La reconversión de su técnica es impotente ante...

Espero que ante nadie (risas). Mi mayor rival es la coreana del norte (Hui Kye Sun) que me ganó en el Campeonato del Mundo. Luego, está la japonesa (Aiko Sato), la cubana (Lupetey Yurisleidi) y la húngara (Bernadet Bazcko) Son las rivales más fuertes...

Usted desaparece fuera del ciclo olímpico. Luego se le exige medalla. ¿Es justo?

Bueno, es así. Afortunadamene, por los resultados que he ido cosechando, sé que ahora se me exige medalla. Si te soy sincera, me motiva.

¿Una medalla en los primeros días arrastra a mejores resultados?

La motivación aumenta, por lo menos en mi caso, cuando alguien de mi deporte consigue algún metal. Entonces me digo, "Isabel, tú también quieres una". Espero que este año en Pekín las medallas no se hagan esperar mucho.

Usted vive en un apartamento idéntico al de Nadal, Kobre Bryant o Phelps. ¿Los Juegos son algo así como la rebelión de los deportistas minoritarios?

Pues sí, porque en la villa olímpica somos todos iguales. Eso es lo que más me gusta. Lo mismo animas a Gasol que él te anima a ti, o comes con Nadal. Es fácil hablar con ellos porque todos sabemos lo que cuesta llegar aquí.

Los equipos de baloncesto y balonmano siempre están de broma. El mismo Deferr. ¿Son los Juegos del buen rollo en España?

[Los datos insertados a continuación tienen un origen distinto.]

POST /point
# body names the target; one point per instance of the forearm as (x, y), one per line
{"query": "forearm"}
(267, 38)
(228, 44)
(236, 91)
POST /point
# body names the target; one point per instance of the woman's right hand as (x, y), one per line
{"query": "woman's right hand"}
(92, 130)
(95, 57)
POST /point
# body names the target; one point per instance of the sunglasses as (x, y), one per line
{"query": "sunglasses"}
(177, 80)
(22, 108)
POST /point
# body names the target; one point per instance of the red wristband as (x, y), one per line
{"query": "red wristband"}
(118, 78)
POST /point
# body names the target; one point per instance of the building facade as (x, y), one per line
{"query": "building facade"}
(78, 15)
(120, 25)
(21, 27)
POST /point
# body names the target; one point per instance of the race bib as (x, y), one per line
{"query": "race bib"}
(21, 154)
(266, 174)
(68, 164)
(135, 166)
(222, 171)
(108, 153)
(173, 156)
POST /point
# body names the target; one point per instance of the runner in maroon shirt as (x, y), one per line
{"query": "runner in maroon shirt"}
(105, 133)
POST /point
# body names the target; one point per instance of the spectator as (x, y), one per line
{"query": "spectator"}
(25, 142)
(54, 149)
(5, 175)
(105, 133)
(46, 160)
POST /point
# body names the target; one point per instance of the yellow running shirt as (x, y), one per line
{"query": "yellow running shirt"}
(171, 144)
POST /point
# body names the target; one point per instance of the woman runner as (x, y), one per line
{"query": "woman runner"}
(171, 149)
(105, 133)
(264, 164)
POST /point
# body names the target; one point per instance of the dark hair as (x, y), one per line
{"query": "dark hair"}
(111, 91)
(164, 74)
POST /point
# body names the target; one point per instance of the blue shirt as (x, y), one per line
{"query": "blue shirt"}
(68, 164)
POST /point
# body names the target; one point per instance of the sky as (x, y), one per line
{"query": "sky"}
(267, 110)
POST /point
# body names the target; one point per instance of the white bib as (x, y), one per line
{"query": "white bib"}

En todos los Juegos ha existido un gran ambiente, pero yo no sé qué pasa este año que estamos mejor que nunca. Puede influir que vivimos en edificios altos y todos estamos mucho más pegados y nos vemos más. En Atenas estábamos mucho más apartados porque la distribución de la Villa era diferente.

¿Tiene pensado ir al mercado de la seda?


¿Muchos encargos?

Algún reloj que me ha encargado un amigo, pero no sé si le llevaré el que me ha pedido... También alguna pluma.

Si gana medalla...

Primero la morderé, no vaya a ser que la hayan encargado en el mercado de la seda y sea falsa (risas) Después me iré de vacaciones.